His data showed the Department of Revenue’s payments were inconsistent and on average were between 20 percent and 46 percent below what he calculated they should have been.
“That builds a lot of schools. It subsidizes a lot of employees. It helps lower the overall tax base for a community of our size. It helps major industrial recruitment. It helps water systems, sewer systems, roads and our citizens,” Norton said. “Now, we may be wrong. We may be off 50 percent. But that’s 12.5 million.”
He pointed out that major events — such as the opening of a new Target, Wal-Mart and Home Depot — generated additional commerce in the county that did not return in the form of sales tax.
“There’s been negligible effect of over 1 million square feet of additional retail occupancy between 2007 and 2009,” Norton said. “To me, that doesn’t correlate.”
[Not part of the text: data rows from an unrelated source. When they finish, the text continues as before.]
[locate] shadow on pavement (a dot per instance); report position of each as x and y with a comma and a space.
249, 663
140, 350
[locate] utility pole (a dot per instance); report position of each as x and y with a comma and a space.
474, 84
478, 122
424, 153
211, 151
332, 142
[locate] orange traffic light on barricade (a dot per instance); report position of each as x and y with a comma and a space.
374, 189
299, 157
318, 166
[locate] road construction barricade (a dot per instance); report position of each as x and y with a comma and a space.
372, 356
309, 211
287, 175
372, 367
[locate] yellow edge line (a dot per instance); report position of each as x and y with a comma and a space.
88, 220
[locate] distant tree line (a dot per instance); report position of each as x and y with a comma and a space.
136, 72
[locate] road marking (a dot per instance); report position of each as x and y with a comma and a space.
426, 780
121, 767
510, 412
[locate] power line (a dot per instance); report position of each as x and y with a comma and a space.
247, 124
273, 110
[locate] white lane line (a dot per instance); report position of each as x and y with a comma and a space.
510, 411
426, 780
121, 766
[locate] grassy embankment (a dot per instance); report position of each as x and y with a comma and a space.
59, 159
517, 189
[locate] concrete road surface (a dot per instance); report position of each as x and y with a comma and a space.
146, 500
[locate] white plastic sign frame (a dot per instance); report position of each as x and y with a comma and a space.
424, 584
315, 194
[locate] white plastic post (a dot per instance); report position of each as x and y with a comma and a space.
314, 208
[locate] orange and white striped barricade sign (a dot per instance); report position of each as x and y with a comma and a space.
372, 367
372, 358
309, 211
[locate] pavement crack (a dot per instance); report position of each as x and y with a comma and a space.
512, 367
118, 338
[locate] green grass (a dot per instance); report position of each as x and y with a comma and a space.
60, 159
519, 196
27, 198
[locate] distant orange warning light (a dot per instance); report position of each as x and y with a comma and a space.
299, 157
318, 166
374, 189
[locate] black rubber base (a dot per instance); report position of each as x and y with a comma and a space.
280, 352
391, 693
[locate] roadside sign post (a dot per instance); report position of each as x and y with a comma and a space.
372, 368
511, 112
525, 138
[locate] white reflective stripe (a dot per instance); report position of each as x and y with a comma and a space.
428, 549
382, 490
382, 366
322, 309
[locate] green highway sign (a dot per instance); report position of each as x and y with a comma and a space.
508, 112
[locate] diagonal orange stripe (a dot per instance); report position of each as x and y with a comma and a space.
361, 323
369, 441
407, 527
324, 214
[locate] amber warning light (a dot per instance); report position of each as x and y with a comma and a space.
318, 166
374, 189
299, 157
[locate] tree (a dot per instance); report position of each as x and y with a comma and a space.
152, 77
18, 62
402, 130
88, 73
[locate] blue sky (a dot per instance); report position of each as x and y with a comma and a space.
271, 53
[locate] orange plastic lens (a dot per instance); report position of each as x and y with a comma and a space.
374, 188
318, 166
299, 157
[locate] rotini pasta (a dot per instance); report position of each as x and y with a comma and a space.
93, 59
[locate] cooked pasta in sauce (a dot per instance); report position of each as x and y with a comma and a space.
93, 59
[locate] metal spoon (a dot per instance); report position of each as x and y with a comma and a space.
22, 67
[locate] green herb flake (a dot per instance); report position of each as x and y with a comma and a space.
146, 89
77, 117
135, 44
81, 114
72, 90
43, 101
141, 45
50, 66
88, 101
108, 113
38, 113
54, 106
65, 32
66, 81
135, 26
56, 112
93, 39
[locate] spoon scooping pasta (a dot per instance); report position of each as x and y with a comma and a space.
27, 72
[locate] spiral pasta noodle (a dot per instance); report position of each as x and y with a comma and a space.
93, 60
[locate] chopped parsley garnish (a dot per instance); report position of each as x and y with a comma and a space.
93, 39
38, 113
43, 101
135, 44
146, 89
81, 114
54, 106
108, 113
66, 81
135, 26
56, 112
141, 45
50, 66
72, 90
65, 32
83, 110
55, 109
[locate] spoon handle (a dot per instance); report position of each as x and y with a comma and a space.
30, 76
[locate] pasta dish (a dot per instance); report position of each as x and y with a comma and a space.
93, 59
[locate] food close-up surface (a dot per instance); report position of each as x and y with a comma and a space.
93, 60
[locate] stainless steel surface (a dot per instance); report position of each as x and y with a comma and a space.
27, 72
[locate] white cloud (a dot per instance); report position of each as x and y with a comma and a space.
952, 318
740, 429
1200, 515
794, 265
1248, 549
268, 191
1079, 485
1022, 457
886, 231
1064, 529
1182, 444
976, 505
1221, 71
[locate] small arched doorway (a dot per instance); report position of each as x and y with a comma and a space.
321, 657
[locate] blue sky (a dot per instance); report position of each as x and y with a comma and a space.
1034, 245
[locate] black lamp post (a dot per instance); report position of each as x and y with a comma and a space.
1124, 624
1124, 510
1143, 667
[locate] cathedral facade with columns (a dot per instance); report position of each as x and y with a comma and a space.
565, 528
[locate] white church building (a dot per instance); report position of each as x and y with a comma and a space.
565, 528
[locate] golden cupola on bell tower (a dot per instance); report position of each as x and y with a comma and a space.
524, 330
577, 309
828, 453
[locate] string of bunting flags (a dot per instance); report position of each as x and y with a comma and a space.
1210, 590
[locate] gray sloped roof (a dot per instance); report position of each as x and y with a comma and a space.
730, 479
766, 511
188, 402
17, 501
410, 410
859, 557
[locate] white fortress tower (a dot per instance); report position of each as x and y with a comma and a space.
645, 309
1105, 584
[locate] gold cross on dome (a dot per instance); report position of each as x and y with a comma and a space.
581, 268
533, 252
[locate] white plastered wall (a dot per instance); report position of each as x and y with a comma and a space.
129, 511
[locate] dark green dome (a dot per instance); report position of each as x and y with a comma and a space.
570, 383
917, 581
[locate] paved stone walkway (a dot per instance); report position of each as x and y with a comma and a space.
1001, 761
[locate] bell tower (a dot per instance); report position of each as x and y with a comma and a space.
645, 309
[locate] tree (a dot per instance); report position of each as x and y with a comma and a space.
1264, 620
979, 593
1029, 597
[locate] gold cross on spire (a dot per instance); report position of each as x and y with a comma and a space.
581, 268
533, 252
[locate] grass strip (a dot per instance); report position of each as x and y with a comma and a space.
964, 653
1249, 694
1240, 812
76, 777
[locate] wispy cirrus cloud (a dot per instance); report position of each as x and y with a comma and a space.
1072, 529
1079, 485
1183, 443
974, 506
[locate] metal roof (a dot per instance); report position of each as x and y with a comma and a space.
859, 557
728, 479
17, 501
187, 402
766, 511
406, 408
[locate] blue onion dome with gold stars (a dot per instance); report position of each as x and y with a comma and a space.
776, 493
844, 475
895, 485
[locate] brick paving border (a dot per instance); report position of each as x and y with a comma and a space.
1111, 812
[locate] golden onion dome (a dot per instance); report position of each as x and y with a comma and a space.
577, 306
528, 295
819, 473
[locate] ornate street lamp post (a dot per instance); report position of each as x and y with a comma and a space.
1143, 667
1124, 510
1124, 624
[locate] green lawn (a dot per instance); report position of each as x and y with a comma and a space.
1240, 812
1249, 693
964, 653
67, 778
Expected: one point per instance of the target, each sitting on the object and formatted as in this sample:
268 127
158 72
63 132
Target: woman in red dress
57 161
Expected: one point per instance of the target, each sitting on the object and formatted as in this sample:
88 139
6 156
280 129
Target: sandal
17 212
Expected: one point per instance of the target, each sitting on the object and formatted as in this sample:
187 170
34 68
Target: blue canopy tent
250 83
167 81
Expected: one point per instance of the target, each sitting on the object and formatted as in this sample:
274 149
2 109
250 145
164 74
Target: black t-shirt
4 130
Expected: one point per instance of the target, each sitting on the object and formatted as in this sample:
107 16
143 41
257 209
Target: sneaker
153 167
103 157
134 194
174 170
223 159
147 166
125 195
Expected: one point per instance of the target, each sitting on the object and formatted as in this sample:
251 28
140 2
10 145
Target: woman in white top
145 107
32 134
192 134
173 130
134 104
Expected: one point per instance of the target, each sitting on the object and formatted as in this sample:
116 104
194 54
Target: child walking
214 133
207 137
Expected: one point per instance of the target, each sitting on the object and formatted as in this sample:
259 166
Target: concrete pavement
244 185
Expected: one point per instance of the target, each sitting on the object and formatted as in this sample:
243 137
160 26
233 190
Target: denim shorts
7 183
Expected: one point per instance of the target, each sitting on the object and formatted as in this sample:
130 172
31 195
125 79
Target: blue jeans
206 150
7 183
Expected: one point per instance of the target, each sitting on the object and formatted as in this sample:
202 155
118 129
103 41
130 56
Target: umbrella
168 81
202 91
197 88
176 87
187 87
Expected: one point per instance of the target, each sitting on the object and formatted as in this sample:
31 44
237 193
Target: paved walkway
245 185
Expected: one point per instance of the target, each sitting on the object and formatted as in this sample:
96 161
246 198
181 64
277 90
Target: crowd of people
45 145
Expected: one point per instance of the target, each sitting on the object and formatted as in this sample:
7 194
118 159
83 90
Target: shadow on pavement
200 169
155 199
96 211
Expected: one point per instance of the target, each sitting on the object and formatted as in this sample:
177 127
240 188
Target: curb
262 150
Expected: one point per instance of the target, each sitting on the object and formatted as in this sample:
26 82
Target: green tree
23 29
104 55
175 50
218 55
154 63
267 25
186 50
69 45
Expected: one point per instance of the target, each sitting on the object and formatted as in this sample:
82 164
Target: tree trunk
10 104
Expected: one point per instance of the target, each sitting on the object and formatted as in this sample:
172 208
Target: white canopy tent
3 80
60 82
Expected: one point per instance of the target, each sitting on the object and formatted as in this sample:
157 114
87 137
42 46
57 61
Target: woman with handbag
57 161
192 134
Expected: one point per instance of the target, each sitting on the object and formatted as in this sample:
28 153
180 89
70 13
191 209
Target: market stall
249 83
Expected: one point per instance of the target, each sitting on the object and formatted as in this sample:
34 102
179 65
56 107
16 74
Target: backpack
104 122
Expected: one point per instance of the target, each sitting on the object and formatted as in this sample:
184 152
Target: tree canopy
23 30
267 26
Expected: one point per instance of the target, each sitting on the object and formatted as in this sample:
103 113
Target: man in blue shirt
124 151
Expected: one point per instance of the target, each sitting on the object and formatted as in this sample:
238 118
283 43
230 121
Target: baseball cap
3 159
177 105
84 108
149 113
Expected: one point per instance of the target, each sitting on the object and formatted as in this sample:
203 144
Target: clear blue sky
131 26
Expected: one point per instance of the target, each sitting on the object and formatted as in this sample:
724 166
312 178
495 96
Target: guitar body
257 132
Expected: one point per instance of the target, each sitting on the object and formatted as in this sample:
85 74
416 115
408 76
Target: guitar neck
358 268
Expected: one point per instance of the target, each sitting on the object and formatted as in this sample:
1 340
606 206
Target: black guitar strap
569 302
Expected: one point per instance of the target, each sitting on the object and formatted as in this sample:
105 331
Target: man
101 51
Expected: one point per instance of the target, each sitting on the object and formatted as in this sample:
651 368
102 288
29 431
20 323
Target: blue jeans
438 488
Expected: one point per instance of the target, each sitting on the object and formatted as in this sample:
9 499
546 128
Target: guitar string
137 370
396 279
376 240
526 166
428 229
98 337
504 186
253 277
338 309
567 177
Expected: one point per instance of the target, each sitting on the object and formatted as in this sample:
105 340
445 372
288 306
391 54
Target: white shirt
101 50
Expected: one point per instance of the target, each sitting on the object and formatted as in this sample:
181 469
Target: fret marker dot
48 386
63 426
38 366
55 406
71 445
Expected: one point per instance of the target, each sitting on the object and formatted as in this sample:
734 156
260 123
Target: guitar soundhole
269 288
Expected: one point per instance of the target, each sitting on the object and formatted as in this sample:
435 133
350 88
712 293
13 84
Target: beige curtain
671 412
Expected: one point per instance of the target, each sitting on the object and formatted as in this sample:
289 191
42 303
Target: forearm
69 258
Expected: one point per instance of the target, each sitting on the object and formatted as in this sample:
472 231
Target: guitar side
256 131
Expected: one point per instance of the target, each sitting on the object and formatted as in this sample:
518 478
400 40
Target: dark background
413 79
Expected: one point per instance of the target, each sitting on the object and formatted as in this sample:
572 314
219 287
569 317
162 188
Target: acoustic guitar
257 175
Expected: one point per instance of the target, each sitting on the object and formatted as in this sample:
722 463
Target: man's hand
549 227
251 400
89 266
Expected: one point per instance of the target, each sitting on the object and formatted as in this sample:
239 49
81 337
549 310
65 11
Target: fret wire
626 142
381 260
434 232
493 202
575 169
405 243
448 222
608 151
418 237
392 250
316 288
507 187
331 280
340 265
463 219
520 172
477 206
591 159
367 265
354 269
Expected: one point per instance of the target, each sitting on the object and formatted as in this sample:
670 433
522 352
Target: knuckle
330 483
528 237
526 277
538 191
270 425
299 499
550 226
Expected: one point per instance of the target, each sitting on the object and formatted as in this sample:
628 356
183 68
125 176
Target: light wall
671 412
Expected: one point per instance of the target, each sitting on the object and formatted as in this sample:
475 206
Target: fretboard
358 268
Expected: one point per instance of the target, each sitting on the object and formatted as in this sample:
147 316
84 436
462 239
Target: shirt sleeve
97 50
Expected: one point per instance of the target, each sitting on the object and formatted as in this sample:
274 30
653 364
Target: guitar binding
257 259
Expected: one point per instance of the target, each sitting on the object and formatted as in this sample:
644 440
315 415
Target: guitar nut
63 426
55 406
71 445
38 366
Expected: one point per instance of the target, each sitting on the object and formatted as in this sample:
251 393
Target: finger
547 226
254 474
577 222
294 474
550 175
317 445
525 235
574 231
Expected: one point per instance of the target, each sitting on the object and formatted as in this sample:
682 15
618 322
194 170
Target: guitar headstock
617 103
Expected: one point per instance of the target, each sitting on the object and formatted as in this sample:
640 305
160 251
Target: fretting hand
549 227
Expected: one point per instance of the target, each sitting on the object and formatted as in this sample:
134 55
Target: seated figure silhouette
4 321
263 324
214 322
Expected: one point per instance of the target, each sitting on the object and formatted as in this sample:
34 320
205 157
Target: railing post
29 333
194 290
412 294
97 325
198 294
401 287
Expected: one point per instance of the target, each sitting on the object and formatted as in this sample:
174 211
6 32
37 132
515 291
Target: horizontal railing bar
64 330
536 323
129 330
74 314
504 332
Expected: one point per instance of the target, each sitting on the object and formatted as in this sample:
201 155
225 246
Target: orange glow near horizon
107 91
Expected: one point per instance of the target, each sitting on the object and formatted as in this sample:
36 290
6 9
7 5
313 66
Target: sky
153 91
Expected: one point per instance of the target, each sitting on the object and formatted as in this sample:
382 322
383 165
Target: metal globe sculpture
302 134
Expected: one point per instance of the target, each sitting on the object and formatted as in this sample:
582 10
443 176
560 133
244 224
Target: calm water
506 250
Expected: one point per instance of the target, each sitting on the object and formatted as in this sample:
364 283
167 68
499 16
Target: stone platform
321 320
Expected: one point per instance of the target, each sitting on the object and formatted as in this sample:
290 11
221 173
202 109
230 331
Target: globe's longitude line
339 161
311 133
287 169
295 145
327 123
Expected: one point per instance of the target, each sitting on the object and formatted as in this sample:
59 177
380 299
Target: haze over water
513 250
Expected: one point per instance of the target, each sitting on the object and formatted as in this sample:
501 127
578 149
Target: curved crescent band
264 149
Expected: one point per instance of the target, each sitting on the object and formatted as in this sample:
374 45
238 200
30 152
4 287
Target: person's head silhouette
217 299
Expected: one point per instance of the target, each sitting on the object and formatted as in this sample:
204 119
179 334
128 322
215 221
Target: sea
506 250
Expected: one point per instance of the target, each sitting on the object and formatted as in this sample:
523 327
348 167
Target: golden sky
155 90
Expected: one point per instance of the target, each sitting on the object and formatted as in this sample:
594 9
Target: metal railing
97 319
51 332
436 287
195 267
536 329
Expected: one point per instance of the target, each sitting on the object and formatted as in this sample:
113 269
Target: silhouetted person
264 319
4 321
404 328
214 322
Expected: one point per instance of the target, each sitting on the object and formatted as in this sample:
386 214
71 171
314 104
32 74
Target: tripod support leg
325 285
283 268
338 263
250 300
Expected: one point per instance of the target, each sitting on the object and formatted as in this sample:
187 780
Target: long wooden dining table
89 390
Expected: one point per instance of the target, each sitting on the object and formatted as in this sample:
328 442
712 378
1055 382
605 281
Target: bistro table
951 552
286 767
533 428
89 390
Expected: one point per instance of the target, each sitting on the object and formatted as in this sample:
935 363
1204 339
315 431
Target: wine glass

Commissioner Steve Gailey expressed concerns over online sales, which do not contribute to state sales tax.
“There’s a tremendous amount being bought over the Internet,” Gailey said.
Norton said it is just one piece of the puzzle.
“We’re missing all of that,” Norton said. “But it’s not $25 million.”
Sutton said there were a number of accomplishments that came out of this year’s General Assembly that will help solve some of the county’s dilemmas.
One problem Sutton and Norton encountered in their study was that the Department of Revenue’s database was not accessible to local governments.
House Bill 1093 now allows counties collecting business occupation taxes to ask businesses for their sales tax identification numbers so the county can verify that the business is paying both state and local taxes.
Additional auditors should also help reduce issues.
The General Assembly budgeted $9.8 million to hire 145 tax compliance auditors who are expected to pay for themselves by collecting an estimated $900,000 each — or $128 million total — from businesses who aren’t complying with the system.
But local officials agree they need to work with legislators to do more.
“Where’s our money going?” Oakwood Mayor Lamar Scroggs said. “Somebody needs to stand up. Our money needs to be counted in Atlanta, Ga.”
Mills said the legislators are on their side.
“We’re working real hard to bring all the dollars we can back,” Mills said. “The reason we’re here today is because the lieutenant governor and delegation saw this as a problem ... and we’re trying to fix it.”
Rogers said the next governor will need to stand behind changing the system as well.
“They’ve got to sign the bill,” Rogers said.